Being true to myself

Is it possible to judge someone for their feelings, I’m wondering.

I did write in my recent post that I wonder if my readers may judge me for how I feel about my mum getting old. But then, this is my blog and what’s the point of creating yet another place where I cannot be myself? I suppose all my blogging effort is an exercise in being true to myself and I don’t want to stop it only because people may, once again, not understand.

I don’t even know how I feel exactly, which is apparently quite normal for an autistic person. I was actually surprised to find out a few years ago that people are supposed to know that. But when they do, how does it help them? Does that mean they know how to react?

And what if someone feels furious? Does that mean it’s ok for them to scream? I don’t know. I need to ask someone.

So I don’t know how I feel, appart from the fact that I feel pretty miserable. My mum is slowly disappearing and I’ll never get her back.

I’ll only have The Boyfriend now and The Friend but it feels like they’re both far away, so it’s kind of like I’m on my own really. I am trying to cheer myself up by creating another unusual Redecor design and it’s helping for a little bit, but then I think, the design will end up on the last place and I’ll again feel like no one understands me in the entire world. People will think again that I want my kitchen to really look like that, when I promise, I don’t, but what’s the point of designing normal looking kitchen, when we can see them all the time in real life?

I’m not going back. It’s been decided: I’ll stay here, in this hostel, till I run out of money for mum’s care, or what may happen quicker, till a school trip comes over and I’m told to leave.

OMG, what I’m even talking about?

3 responses to “Being true to myself”

  1. Even though I’ve been independently taking care of myself for yours, there’s something reassuring about knowing that my parents are there as a fallback if necessary. It would be scary to know that there was no fallback.
    Staying there in the hostel seems like it could make it easier to pretend you weren’t losing your mum as a fallback, but it wouldn’t actually change it.


    1. Yes, indeed, it meant a lot to me to have her, with her unconditional love. My parents had me quite late, I’m 43 now and mum is already 80.

      I mean, I am normally coping by myself, except of that one situation when I travelled to Poland during my first psychotic episode and my mum ended up taking care of me.
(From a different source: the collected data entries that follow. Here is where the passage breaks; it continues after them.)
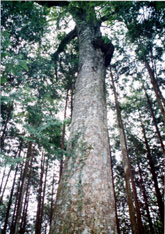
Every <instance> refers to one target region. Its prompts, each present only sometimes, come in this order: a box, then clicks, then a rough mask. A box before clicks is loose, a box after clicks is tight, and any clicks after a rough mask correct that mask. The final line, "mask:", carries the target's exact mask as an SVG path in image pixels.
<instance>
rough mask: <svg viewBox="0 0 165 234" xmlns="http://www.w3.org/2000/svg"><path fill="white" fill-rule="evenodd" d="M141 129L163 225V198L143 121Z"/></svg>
mask: <svg viewBox="0 0 165 234" xmlns="http://www.w3.org/2000/svg"><path fill="white" fill-rule="evenodd" d="M141 127H142V132H143V136H144V143H145V146H146V150H147V159H148V161H149V166H150V171H151V174H152V178H153V181H154V187H155V192H156V197H157V202H158V207H159V214H160V220H161V222H162V224H163V223H164V214H163V213H164V211H163V210H164V204H163V200H162V196H161V193H160V189H159V186H158V181H157V176H156V172H155V167H154V163H153V160H152V156H151V151H150V146H149V144H148V140H147V136H146V132H145V128H144V126H143V124H142V120H141Z"/></svg>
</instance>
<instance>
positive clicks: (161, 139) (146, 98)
mask: <svg viewBox="0 0 165 234" xmlns="http://www.w3.org/2000/svg"><path fill="white" fill-rule="evenodd" d="M144 92H145V96H146V99H147V103H148V107H149V109H150V112H151V116H152V119H153V123H154V126H155V129H156V133H157V135H158V138H159V141H160V145H161V148H162V151H163V155H164V156H165V149H164V144H163V140H162V137H161V134H160V131H159V128H158V125H157V121H156V118H155V115H154V111H153V108H152V103H151V101H150V98H149V96H148V94H147V91H146V90H145V88H144Z"/></svg>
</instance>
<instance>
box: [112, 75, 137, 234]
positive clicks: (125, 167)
mask: <svg viewBox="0 0 165 234" xmlns="http://www.w3.org/2000/svg"><path fill="white" fill-rule="evenodd" d="M110 76H111V81H112V87H113V92H114V98H115V106H116V114H117V122H118V127H119V134H120V144H121V151H122V161H123V168H124V174H125V183H126V193H127V200H128V208H129V215H130V221H131V229H132V233H133V234H139V233H140V228H141V229H142V225H141V224H140V226H138V224H137V221H136V216H135V207H134V197H133V194H132V191H131V182H132V184H133V178H131V177H132V175H131V166H130V161H129V157H128V151H127V142H126V136H125V131H124V126H123V121H122V117H121V111H120V106H119V102H118V97H117V92H116V87H115V83H114V79H113V74H112V71H111V70H110ZM132 187H133V186H132Z"/></svg>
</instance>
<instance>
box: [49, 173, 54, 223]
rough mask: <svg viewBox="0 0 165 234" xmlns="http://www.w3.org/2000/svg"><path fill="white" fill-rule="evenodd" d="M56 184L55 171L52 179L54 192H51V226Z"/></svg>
mask: <svg viewBox="0 0 165 234" xmlns="http://www.w3.org/2000/svg"><path fill="white" fill-rule="evenodd" d="M54 184H55V173H54V175H53V180H52V192H51V207H50V227H51V225H52V220H53V210H54Z"/></svg>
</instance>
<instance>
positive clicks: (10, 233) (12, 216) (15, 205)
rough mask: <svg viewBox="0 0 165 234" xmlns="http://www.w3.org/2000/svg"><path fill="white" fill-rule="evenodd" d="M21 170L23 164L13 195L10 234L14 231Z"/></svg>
mask: <svg viewBox="0 0 165 234" xmlns="http://www.w3.org/2000/svg"><path fill="white" fill-rule="evenodd" d="M23 170H24V164H22V166H21V172H20V177H19V181H18V185H17V191H16V194H15V205H14V209H13V214H12V221H11V226H10V234H14V230H15V220H16V212H17V206H18V199H19V193H20V189H21V182H22V176H23Z"/></svg>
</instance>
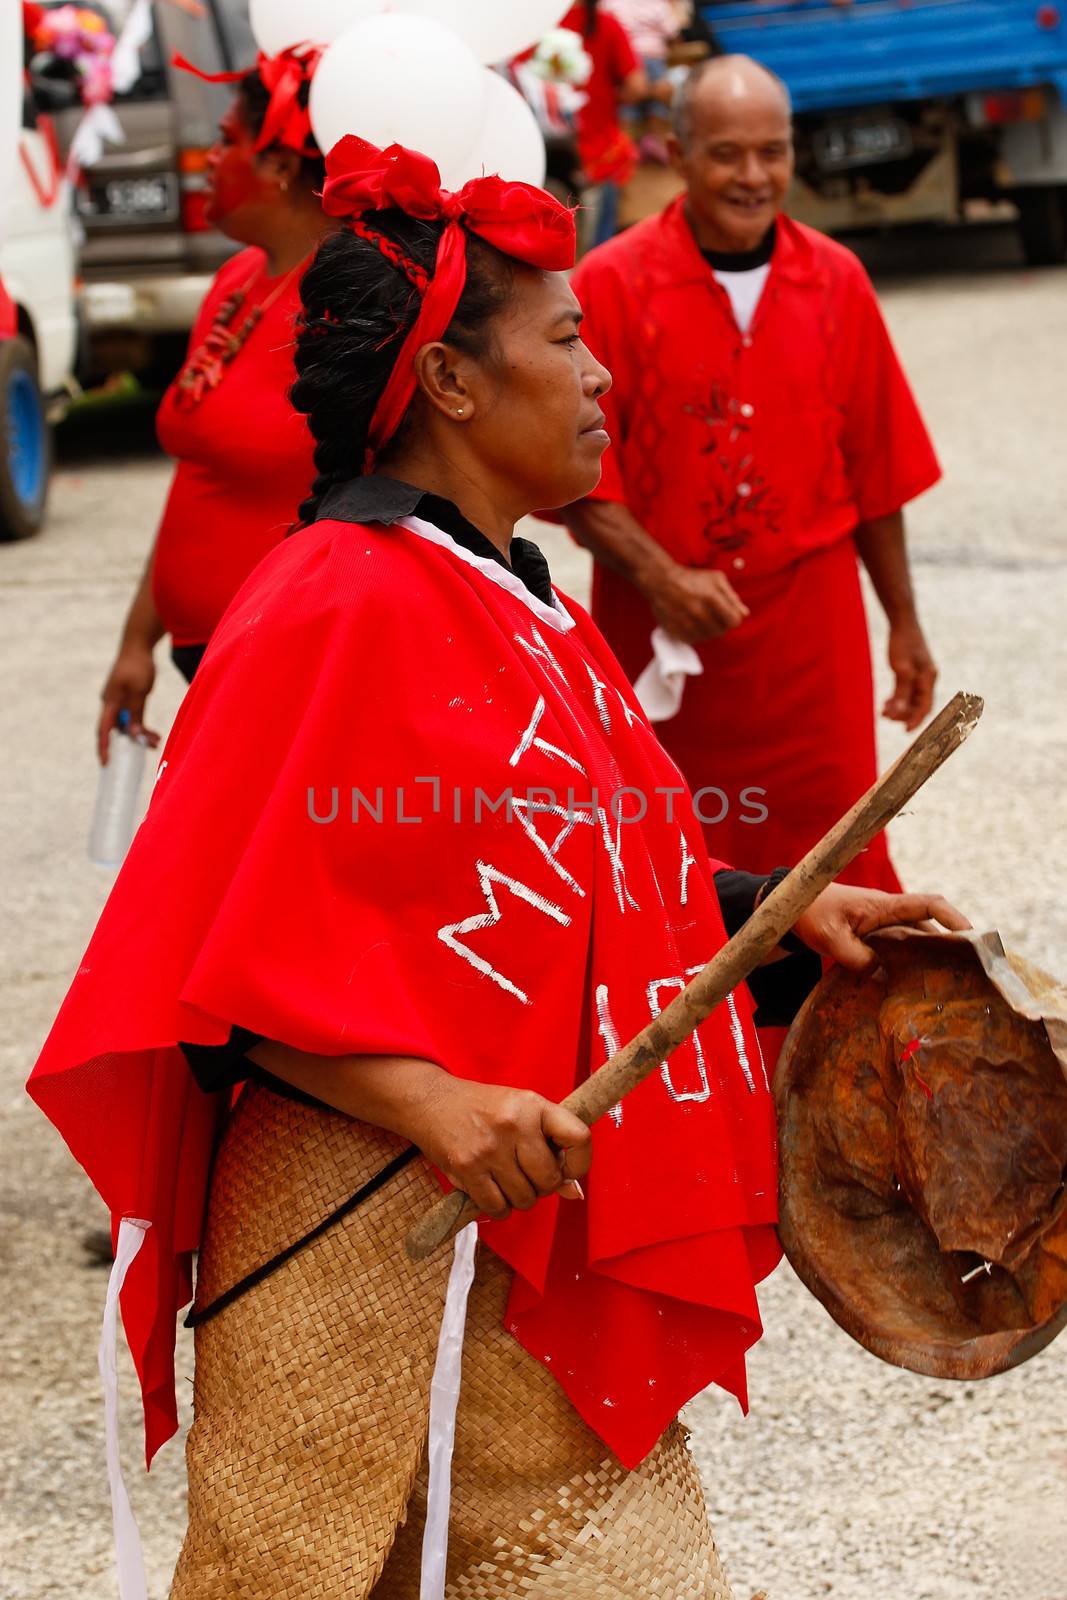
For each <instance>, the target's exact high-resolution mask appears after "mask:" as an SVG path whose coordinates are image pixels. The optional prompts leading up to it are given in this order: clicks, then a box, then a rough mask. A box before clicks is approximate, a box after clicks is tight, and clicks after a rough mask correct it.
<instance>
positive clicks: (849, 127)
mask: <svg viewBox="0 0 1067 1600" xmlns="http://www.w3.org/2000/svg"><path fill="white" fill-rule="evenodd" d="M910 154H912V133H910V130H909V126H907V123H905V122H899V120H897V118H896V117H886V118H885V120H880V122H832V123H830V125H829V126H827V128H819V131H817V133H816V136H814V155H816V162H817V163H819V166H821V168H822V171H824V173H840V171H843V170H845V168H848V166H870V165H872V163H877V162H896V160H899V158H901V157H904V155H910Z"/></svg>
      It seems scary to go back now in a way, I am almost glad I lost my ID earlier and had to stay longer than initially planned. It feels like it gave me time to say goodbye for the life I used to have when mum was still well enough to take care of herself.

      It really isn’t easy, considering that my brother is an addict. I’m really glad I stayed, hopefully that will make things easier for me on emotional level.